Kamu memang di bayar untuk menanggung rasa malu, Raba. Kata Raba dalam hati.
" Ra, kami berniat membawa banyak keluarga kami, tetapi Ghifa kekeh tidak mau. Jadi, Tante sangat tidak enak dengan sikap anak Tante yang kurang ajar seperti ini, apa kamu juga sama, tidak mau pernikahan ini tersebar luas ?"
Raba melirik Ghifa lagi, pria gila itu lagi-lagi seenaknya melempar semua keputusan kepadanya, " Raba, bagaimana baiknya Mas Ghifa saja Tan, lagi pula Raba takut Mas Ghifa masih trauma. " Jawab Raba asal, kali ini dia benar-benar menggunakan kelemahannya Ghifa yang jelas masih trauma.
Nia menatap putranya dengan kasihan, setelah kepergian Sovia, dia terlihat begitu menderita dengan segala keluhannya selama ini. " Maaf kan dia ya Nak, di memang sedikit berbeda " ucap Nia lagi pada Raba, Raba bahkan sempat ingin tertawa mendengarnya.
" Mana cincinnya, Bunda mau lihat " ucap Nia tiba-tiba, seolah baru mengingatnya.
Ghifa sedikit tersentak, kebingungan harus bagaimana, berkali-kali ia merogoh saku celananya, tak rela jika harus memperlihatkan pada sang bunda.
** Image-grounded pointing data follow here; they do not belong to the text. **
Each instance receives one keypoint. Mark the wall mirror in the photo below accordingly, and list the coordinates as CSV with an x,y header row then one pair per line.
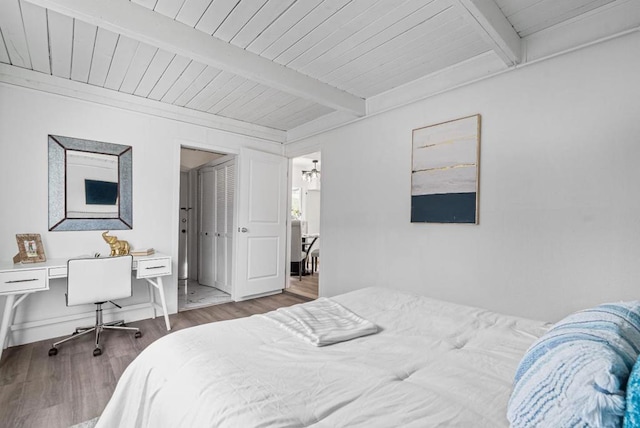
x,y
89,185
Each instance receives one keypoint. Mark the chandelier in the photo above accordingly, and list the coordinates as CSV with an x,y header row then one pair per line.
x,y
314,174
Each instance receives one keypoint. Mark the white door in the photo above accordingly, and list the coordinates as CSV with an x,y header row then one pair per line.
x,y
261,223
206,265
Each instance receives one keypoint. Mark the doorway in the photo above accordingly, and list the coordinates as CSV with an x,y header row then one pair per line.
x,y
199,252
305,216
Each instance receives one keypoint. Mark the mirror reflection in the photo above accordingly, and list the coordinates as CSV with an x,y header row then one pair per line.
x,y
89,185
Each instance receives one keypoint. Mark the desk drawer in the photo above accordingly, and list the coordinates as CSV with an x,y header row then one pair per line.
x,y
153,267
23,280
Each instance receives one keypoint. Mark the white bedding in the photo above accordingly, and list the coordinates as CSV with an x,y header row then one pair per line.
x,y
322,322
433,364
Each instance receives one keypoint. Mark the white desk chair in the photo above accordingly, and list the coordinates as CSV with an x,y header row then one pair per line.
x,y
98,280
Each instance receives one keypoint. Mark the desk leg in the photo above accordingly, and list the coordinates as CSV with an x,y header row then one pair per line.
x,y
152,298
164,302
158,284
7,316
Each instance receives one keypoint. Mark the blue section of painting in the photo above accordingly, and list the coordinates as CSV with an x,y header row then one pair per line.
x,y
444,208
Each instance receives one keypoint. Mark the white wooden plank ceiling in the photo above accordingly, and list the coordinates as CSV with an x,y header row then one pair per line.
x,y
274,63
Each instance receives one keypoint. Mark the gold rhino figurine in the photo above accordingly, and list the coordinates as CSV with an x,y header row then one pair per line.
x,y
118,248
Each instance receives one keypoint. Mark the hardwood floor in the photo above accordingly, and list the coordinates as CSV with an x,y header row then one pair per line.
x,y
41,391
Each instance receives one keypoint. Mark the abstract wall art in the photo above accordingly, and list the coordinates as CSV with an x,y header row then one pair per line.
x,y
445,172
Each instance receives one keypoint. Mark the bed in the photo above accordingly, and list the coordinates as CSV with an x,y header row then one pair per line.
x,y
430,364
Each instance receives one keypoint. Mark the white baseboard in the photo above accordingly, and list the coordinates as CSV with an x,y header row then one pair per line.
x,y
35,331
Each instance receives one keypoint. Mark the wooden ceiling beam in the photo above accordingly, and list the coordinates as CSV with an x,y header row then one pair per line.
x,y
141,24
495,28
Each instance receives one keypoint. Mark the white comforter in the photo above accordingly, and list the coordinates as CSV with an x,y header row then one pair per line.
x,y
433,364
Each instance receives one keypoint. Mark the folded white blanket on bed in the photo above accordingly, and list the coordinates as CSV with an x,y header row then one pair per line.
x,y
322,322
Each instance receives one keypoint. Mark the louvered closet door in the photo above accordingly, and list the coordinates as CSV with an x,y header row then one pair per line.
x,y
224,225
230,196
206,253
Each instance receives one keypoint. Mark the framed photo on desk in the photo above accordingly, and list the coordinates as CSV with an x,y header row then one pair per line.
x,y
30,249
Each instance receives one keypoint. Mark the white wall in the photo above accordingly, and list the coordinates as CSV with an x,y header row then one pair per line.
x,y
559,200
26,118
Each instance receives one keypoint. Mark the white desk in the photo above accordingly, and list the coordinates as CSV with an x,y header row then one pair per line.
x,y
18,281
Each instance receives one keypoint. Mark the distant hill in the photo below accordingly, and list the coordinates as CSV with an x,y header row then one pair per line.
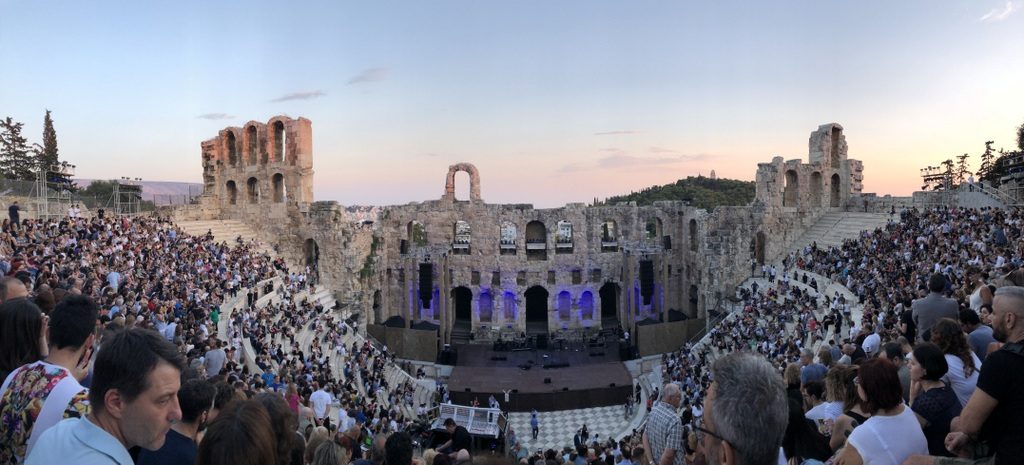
x,y
699,192
151,188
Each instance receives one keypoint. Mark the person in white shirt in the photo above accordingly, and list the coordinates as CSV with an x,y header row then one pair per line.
x,y
322,405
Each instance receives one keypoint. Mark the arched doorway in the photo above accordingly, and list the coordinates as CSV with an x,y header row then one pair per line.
x,y
378,308
759,248
463,299
311,253
537,309
834,188
232,193
609,304
817,189
791,195
486,306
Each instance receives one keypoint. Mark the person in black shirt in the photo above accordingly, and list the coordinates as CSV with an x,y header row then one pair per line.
x,y
995,411
460,438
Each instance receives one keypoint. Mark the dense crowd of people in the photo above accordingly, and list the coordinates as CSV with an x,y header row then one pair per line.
x,y
113,324
103,278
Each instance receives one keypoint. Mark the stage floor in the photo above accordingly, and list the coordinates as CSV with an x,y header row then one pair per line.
x,y
588,381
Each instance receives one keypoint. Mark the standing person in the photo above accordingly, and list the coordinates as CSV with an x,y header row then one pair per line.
x,y
535,423
933,402
935,306
321,402
892,434
664,436
733,432
180,448
38,395
133,398
993,413
13,211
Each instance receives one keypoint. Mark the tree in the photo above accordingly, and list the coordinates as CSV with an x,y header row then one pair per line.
x,y
16,159
48,153
986,161
962,170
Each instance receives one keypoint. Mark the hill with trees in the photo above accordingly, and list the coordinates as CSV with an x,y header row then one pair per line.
x,y
699,192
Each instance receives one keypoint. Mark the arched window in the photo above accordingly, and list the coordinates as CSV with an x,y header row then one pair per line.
x,y
253,139
486,306
563,238
232,149
232,193
279,141
564,305
252,188
279,187
587,305
507,239
791,196
461,242
537,241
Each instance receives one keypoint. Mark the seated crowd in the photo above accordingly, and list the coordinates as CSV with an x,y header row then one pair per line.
x,y
929,373
73,286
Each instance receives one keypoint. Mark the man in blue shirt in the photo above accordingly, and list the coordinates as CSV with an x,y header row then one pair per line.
x,y
196,398
134,403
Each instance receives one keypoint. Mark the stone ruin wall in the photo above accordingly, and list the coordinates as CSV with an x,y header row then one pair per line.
x,y
374,272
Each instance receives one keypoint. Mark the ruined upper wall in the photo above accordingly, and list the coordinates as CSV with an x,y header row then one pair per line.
x,y
827,180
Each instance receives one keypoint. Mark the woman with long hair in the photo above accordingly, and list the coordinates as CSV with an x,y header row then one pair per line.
x,y
841,388
23,335
933,402
964,365
892,433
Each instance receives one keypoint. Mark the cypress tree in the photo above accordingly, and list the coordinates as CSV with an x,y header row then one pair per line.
x,y
16,160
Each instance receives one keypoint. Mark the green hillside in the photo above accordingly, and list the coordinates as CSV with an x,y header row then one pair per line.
x,y
699,192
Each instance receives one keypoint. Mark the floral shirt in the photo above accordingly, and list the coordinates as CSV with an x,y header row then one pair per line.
x,y
27,391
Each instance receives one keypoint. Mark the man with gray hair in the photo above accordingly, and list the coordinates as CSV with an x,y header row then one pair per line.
x,y
745,412
664,437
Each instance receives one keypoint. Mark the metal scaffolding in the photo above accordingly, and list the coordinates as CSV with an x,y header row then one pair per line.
x,y
127,197
53,188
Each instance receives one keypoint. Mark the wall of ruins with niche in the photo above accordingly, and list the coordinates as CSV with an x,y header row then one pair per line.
x,y
494,254
580,256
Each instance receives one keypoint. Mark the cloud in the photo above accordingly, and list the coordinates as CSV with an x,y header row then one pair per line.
x,y
300,95
997,14
215,116
370,75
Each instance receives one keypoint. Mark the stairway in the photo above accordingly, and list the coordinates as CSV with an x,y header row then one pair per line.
x,y
223,230
834,227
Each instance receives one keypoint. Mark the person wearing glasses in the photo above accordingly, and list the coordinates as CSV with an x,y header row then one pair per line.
x,y
745,412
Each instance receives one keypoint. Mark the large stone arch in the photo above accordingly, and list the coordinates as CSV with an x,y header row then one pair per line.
x,y
791,195
474,181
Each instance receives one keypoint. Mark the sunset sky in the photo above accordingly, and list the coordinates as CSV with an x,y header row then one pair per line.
x,y
554,101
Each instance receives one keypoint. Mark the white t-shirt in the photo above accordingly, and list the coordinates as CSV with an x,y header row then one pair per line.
x,y
321,399
964,386
889,439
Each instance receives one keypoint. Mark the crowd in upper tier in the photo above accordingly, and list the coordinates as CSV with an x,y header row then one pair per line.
x,y
923,363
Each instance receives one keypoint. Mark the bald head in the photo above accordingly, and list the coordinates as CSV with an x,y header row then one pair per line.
x,y
672,394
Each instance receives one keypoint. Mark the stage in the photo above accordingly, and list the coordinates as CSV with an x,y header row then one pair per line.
x,y
586,377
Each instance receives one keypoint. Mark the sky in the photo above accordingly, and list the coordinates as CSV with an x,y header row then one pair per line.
x,y
554,101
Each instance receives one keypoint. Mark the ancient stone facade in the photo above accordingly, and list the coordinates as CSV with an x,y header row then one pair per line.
x,y
827,180
515,266
467,265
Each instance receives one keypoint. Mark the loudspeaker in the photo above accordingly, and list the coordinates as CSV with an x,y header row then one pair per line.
x,y
646,281
426,284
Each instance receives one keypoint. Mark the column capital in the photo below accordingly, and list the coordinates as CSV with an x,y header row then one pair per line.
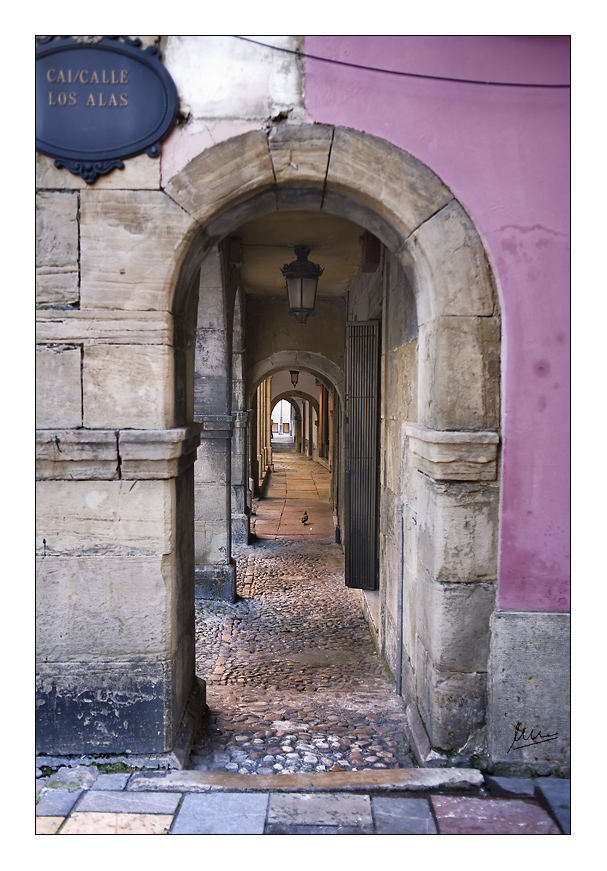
x,y
450,455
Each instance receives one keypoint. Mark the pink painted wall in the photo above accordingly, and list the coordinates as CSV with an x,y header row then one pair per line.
x,y
504,152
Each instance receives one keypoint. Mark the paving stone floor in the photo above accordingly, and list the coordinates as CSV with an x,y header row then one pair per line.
x,y
294,682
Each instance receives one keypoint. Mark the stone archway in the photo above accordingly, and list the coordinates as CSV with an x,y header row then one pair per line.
x,y
451,508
Ghifa juga menatap Raba, berusaha meminta bantuan padanya.
Dengan cueknya, Raba seolah mengangkat tangan atas perkara kali ini, dia malas beralasan lagi. Meskipun ia menyadari saran darinya kali ini cukup sulit di jelaskan pada orang lain. Dengan sangat pelan, Ghifa mengeluarkan kotak cincin itu di letakan di atas meja.
" Ghifa, kamu kok bisa sejahat ini pada Raba. Cari kan yang lain, " ujar Nia sembari mendorong kembali padanya.
Raba melotot, melihat Nia semakin histeris memarahi Ghifa. Dia semakin tak enak hati, hingga terpaksa ia harus mengatasinya lagi. " Tan, maaf ya Raba ngak tau jika itu, ya sudah Raba ganti saja yang lain. Maaf ya Mas, maaf " ucapnya berbohong lagi.
Raba melirik Ghifa yang tersenyum miring. Seenaknya, lepas tangan lagi.